The classroom experience through PORES laid the groundwork for his success at The Inquirer, Mitovich says. “It definitely helped me prepare in terms of programming skills, interpreting data and how to make charts and graphs that aren’t confusing,” he says. “They taught me a lot of really critical skills that have built my interest in data journalism.”

At a time when people are trying more and more to answer questions through the lens of their own biases, Mitovich, who also works at The Daily Pennsylvanian, Penn’s independent student newspaper, sees data journalism as a way to help people reach an unbiased truth. “I think that data journalism is one of the best ways to answer some of those common questions in an objective, quantifiable way,” he says.

Jonathan Lai, who covers voting and elections as The Inquirer’s Data & Democracy reporter, in addition to leading the Data-Driven Storytelling team, says PORES students have been a “great fit” for his team, with their wide range of personal and professional interests, background in data, and interest in elections. 

“Most important, they’re thoughtful, curious, ambitious, and eager to learn,” he says. “Working with data requires technical skill, and the PORES students do bring that knowledge with them and are always interested in learning more.
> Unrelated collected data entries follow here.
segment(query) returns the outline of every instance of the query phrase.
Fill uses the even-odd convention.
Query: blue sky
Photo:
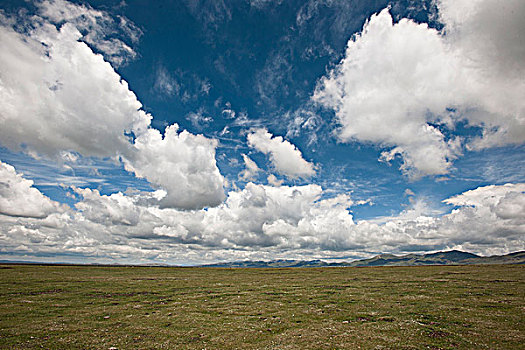
[[[0,256],[524,249],[520,1],[0,8]]]

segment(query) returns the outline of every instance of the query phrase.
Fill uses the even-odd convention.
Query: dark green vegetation
[[[525,264],[525,252],[483,257],[472,253],[450,250],[431,254],[381,254],[371,259],[353,262],[327,263],[322,260],[235,261],[207,265],[207,267],[325,267],[325,266],[421,266],[421,265],[474,265]]]
[[[523,349],[525,266],[0,266],[2,349]]]

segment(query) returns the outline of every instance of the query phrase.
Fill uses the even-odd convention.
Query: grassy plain
[[[524,349],[525,266],[0,266],[1,349]]]

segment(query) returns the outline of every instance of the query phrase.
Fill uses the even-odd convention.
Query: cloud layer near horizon
[[[165,193],[101,195],[72,187],[60,207],[0,163],[0,251],[104,261],[199,263],[268,257],[367,256],[447,248],[488,255],[525,249],[525,184],[479,187],[449,198],[441,217],[407,209],[385,223],[354,221],[347,195],[317,185],[248,183],[207,210],[162,208]],[[17,201],[11,194],[16,193]],[[27,207],[33,201],[41,211]],[[6,206],[5,203],[9,203]]]
[[[442,31],[373,15],[313,96],[334,109],[341,141],[390,147],[381,159],[400,155],[413,178],[448,173],[462,144],[525,141],[525,3],[437,3]],[[445,135],[463,120],[481,135]]]

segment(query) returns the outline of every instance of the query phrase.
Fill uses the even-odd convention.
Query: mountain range
[[[392,255],[380,254],[370,259],[352,262],[325,262],[322,260],[271,260],[271,261],[235,261],[201,267],[229,268],[269,268],[269,267],[330,267],[330,266],[421,266],[421,265],[476,265],[476,264],[525,264],[525,251],[506,255],[483,257],[476,254],[450,250],[431,254]]]
[[[14,261],[0,260],[0,264],[31,264],[31,265],[78,265],[66,262],[37,262],[37,261]],[[370,259],[356,260],[352,262],[326,262],[323,260],[270,260],[270,261],[234,261],[198,267],[226,267],[226,268],[278,268],[278,267],[366,267],[366,266],[422,266],[422,265],[482,265],[482,264],[525,264],[525,251],[505,255],[492,255],[488,257],[462,252],[459,250],[449,250],[430,254],[408,254],[393,255],[380,254]],[[80,264],[92,266],[159,266],[176,267],[170,264]]]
But where Tyler and Jared really excelled was in the skill that's harder to observe or measure but in many ways the most important: critical thinking.”

Aseem Shukla, a data reporter and developer at The Inquirer, says Mitovich and Jenkins-Wong were an asset to the team. “Both made original contributions to our reporting and had strong, well-formed opinions about the issues we were covering,” Shukla says. “I appreciated their engagement with the subject matter. We didn’t have to do a lot of hand-holding beyond what you would expect of a new employee.”

Lai says some of his favorite work by the students didn’t come in the form of specific stories that made it into print, but rather it was thinking through with them how to approach a problem. “For example, I asked Tyler to think about multiple ways we could interpret and visualize election results in the 2022 elections; Jared later picked up where he left off,” Lai says. “Their research and ideas contributed to stories last year and continue to inform our planning for this upcoming election.”

To this day, the two student fellows still bring ideas to the team and participate in some of the group conversations. “Working with Tyler and Jared was a great experience, and I’m so glad we were able to bring them into the team,” Lai says. “They’ve set the bar high; future PORES interns have big shoes to fill.”